Check the value in every row in a large dataframe Python-CodePudding

How do I check whether the row values is matching some conditions and modify the values? For example, if value1 and value2 are matched with the conditions, then I change them by another value.

I am using this method:

df['column'] = df['column'].replace(['matching1', 'matching2'], 'value1')
df['column'] = df['column'].replace(['matching3', 'matching4'], 'value2')
...
df['column'] = df['column'].replace(['matching999', 'matching1000'], 'value500')

But I need to handle many conditions so writing many commands like this may seem too clumsy since the whole dataframe has to be rechecked one time by every condition.

Is there any way to complete it faster? For example, the row that has been modified after the condition is met does not need to be checked again

CodePudding user response：

I can think of two options. I think both are more efficient than repeating replace, in terms of the number of scans. (Not benchmarked, though.)

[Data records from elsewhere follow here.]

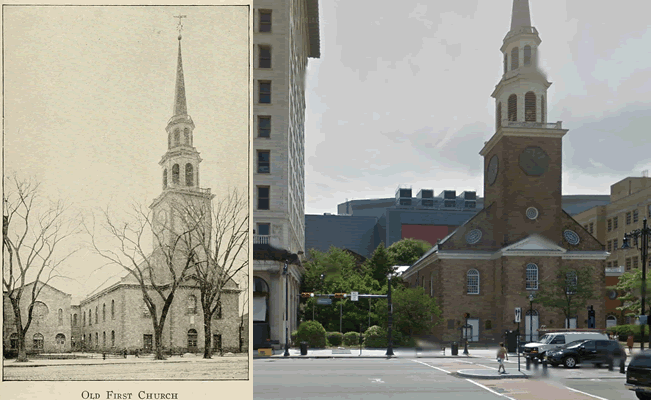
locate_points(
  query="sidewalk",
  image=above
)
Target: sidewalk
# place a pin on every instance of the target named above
(36, 362)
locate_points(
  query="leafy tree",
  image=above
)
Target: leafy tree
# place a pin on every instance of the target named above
(407, 251)
(414, 311)
(33, 232)
(630, 285)
(335, 271)
(568, 291)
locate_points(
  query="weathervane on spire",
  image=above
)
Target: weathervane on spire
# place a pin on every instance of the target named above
(180, 25)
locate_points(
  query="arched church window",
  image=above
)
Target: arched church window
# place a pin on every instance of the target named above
(192, 338)
(515, 58)
(513, 108)
(192, 304)
(189, 174)
(530, 107)
(38, 341)
(532, 277)
(473, 281)
(175, 174)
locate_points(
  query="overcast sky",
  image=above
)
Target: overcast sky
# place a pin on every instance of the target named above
(88, 93)
(401, 94)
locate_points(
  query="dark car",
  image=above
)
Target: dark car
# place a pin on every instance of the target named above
(597, 352)
(638, 375)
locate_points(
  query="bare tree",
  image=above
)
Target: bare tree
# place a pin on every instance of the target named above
(223, 234)
(33, 231)
(160, 271)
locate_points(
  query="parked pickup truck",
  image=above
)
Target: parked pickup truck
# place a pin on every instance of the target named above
(553, 340)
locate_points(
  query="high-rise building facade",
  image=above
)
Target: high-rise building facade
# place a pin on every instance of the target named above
(286, 34)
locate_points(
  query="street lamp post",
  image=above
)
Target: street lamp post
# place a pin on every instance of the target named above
(531, 298)
(286, 273)
(390, 344)
(642, 234)
(465, 342)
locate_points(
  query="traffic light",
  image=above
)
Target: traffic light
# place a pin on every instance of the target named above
(591, 317)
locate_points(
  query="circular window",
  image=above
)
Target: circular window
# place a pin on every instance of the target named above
(571, 237)
(473, 236)
(532, 213)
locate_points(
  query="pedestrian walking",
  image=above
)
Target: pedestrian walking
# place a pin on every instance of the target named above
(501, 354)
(629, 342)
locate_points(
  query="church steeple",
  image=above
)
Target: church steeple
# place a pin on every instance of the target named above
(180, 105)
(520, 17)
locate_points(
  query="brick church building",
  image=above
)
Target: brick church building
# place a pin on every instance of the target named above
(522, 236)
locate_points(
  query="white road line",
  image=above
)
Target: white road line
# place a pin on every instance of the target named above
(489, 389)
(587, 394)
(431, 366)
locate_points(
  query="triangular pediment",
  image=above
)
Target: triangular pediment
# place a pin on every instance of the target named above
(536, 243)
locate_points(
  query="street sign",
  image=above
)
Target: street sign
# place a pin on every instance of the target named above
(324, 301)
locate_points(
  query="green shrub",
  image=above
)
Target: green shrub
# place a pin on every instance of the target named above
(335, 338)
(623, 331)
(351, 339)
(375, 336)
(313, 333)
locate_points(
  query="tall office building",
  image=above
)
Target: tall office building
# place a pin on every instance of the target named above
(286, 34)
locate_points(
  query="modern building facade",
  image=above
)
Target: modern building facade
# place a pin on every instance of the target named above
(361, 225)
(522, 236)
(286, 34)
(630, 203)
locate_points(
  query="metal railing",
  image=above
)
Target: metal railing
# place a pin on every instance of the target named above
(532, 125)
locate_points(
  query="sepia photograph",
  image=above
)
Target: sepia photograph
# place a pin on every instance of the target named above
(126, 196)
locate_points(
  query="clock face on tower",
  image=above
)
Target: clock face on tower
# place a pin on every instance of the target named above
(491, 172)
(534, 161)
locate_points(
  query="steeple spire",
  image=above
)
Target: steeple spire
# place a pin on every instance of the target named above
(520, 17)
(180, 105)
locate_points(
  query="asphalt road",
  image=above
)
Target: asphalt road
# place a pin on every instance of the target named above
(410, 378)
(358, 379)
(231, 368)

Let's assume that we want to change 'Apple' and 'Orange' into 'value1', and 'Lemon' into 'value2'.

replace with dict

df = pd.DataFrame(['Apple','Apple','Orange','Lemon','Banana','Apple'], columns=['column'])

df['column'].replace({'Apple': 'value1', 'Orange': 'value1', 'Lemon': 'value2'}, inplace=True)

map

df = pd.DataFrame(['Apple','Apple','Orange','Lemon','Banana','Apple'], columns=['column'])

def func(x):
    if x == 'Apple' or x == 'Orange':
        return 'value1'
    elif x == 'Lemon':
        return 'value2'
    return x

df['column'] = df['column'].map(func)

One difference between the two is that the map option is more flexible, while the dict option is more succinct in some cases. For example, if you want to do case-insensitive match, you would want to use map.

CodePudding user response：

You can use np.select(), where you create a condition-list and a choice-list.

col = df['column']
condlist = [col='matching1',col='matching2',col='matching3',col='matching4',...,col='matchingn']
choicelistlist = ['value1','value1','value2','value3',...'valuei']
df['column'] = np.select(condlist,choicelist)

I have been led to believe up to this point that most numpy function, including np.select() are vectorized and about as efficient as you can get. I don't have a great sense of how that works myself, but seems to be the case.